Salı, Mart 30, 2010

Göz banyosu




Alexa Meade. Beğendim de burada da dursun, belki kültürlü filan görünürüm. Lost at e minor'da gördüm.

Olay şu, abla portresini yapacağı insanı tuval gibi kullanıyor ve sonra fotağraflıyor. Yani Rembrandt fotoğraf gibi tablo yapar ya, bu şahıs da tablo gibi fotoğraf çekerek vektörel hareketi sıfırladı. Sanattan bu kadar anlamıyorum düşünün.

Erkekler, bu kampanya size ne diyor?


Gerçeken empati kuramadığım için soruyorum.

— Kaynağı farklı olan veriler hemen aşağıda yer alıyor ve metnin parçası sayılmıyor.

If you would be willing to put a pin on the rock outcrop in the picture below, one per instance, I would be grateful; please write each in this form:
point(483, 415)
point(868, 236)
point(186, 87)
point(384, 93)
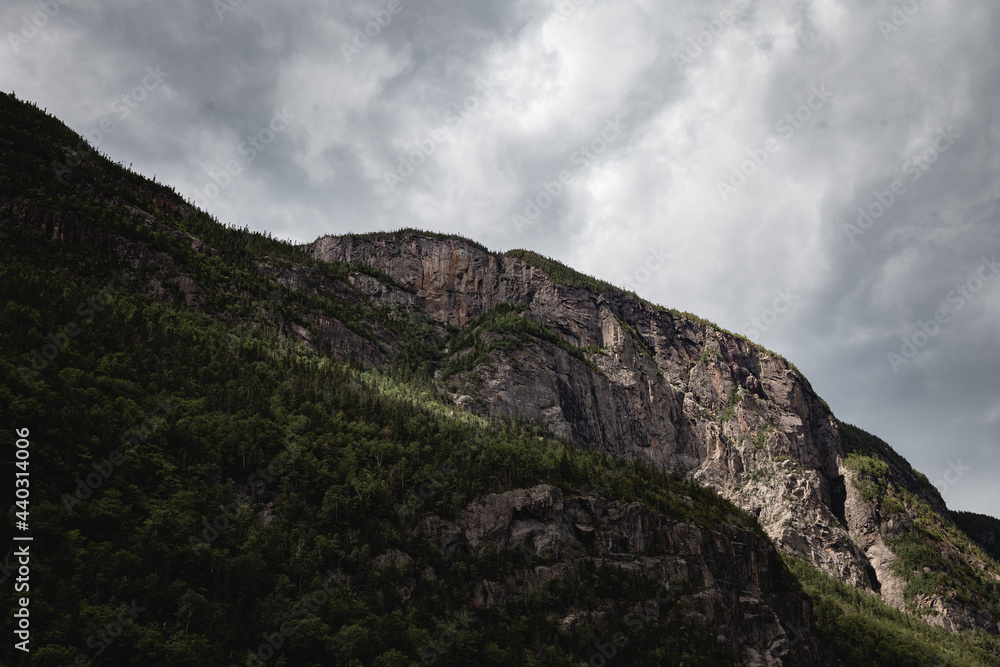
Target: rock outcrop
point(649, 383)
point(721, 581)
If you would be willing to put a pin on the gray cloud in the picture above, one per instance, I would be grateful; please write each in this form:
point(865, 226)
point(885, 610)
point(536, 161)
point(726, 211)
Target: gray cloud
point(699, 89)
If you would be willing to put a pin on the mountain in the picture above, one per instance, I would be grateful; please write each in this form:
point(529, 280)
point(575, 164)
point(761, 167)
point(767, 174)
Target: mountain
point(402, 447)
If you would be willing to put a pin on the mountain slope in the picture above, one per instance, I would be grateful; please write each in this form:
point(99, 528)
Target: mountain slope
point(623, 375)
point(203, 452)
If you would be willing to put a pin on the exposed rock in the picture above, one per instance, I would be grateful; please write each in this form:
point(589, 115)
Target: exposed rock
point(715, 580)
point(650, 384)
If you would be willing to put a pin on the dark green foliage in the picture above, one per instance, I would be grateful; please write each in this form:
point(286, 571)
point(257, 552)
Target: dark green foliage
point(866, 631)
point(983, 529)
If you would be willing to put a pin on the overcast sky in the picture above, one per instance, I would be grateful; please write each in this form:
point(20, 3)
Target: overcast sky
point(730, 146)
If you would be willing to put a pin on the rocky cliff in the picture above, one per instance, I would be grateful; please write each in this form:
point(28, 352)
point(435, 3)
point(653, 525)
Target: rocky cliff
point(617, 373)
point(724, 582)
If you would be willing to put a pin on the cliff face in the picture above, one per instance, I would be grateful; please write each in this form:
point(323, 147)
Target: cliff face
point(647, 383)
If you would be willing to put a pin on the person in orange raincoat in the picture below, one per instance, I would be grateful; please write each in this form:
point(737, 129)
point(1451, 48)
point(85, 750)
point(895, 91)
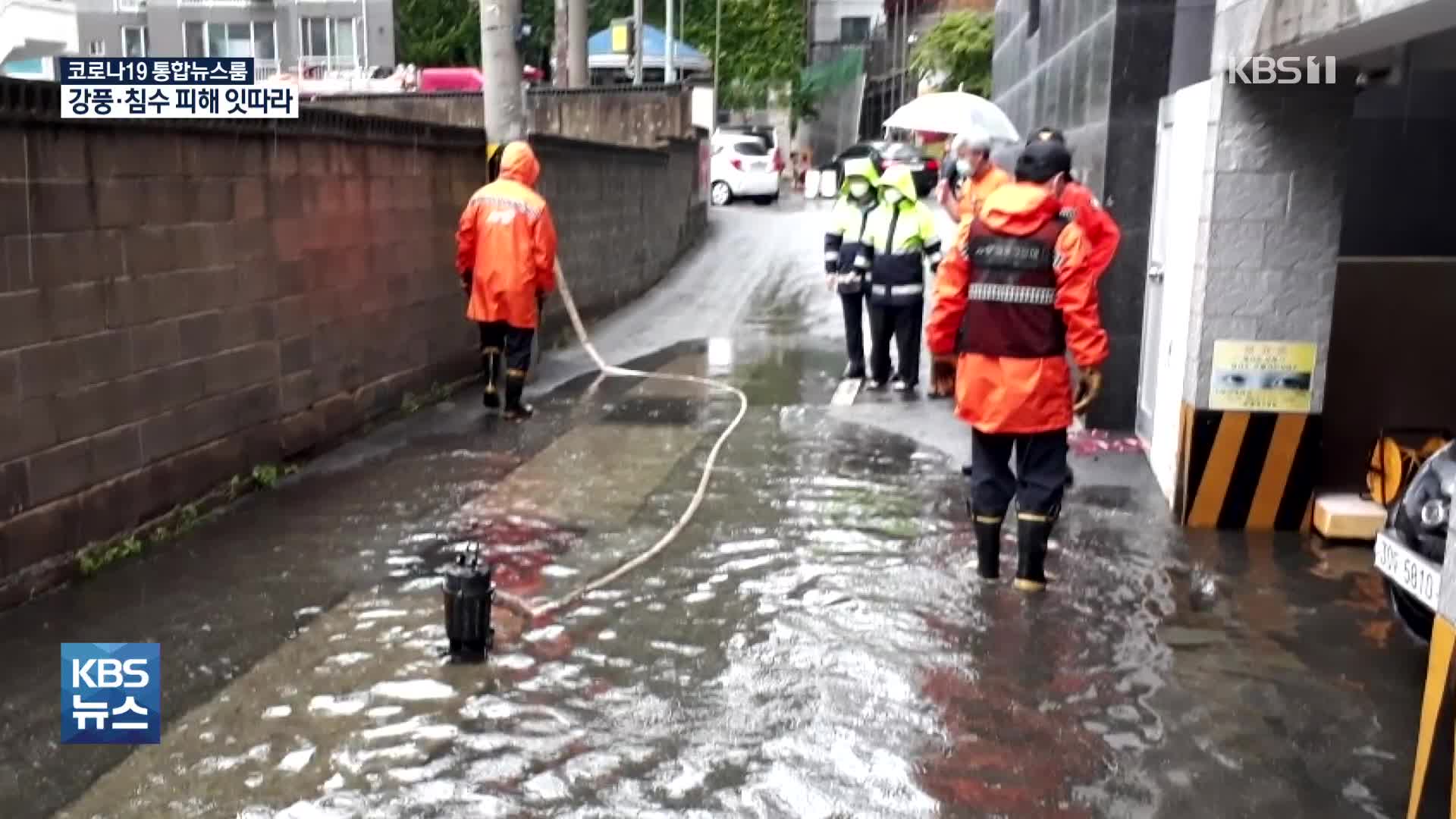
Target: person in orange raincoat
point(1015, 295)
point(1082, 207)
point(507, 260)
point(976, 175)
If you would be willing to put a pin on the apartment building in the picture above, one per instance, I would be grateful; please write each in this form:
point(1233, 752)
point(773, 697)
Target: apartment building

Kampanyanın benim gibi dişilere ne dediği belli ama erkeklere bir şey diyor mu, diyorsa da iyi mi diyor tartamadım.


Diğer filmcikler ve x'lerini meydana süren erkekler haritası ile internet sitesi de burada.

Kişisel olarak, ilk kez bu kadar bariz, erkeği cinsel obje olarak kullanan bir kampanya gördüğüm için mutluyum. Kadın versiyonu dünya feministlerini kahırdan öldürebilirdi. Bakalım erkekler bu cinsel obje olma rolünü ne kadar içselleştirebiliyor... Evet beyler?

Perşembe, Mart 25, 2010

Greenpeace vs Nestle vakası: Sosyal medyanın da fos çıktığı an mıdır?


Olayı biliyorsunuzdur ama kafanızda toparlamak için Olivier Blanchard'ın iki bölümlük toparlaması okunabilir. (1, 2)

Çok uzun olduklarının farkındayım, hele bir de yorumları da okuyayım hevesine girerseniz delirebilirsiniz. Ancak o toparlamanın en azından başlıklarına ve içeriğine bakmazsanız yazacaklarımız zevzeklik olarak algılamanız mümkün, ki benim için mahsuru yok.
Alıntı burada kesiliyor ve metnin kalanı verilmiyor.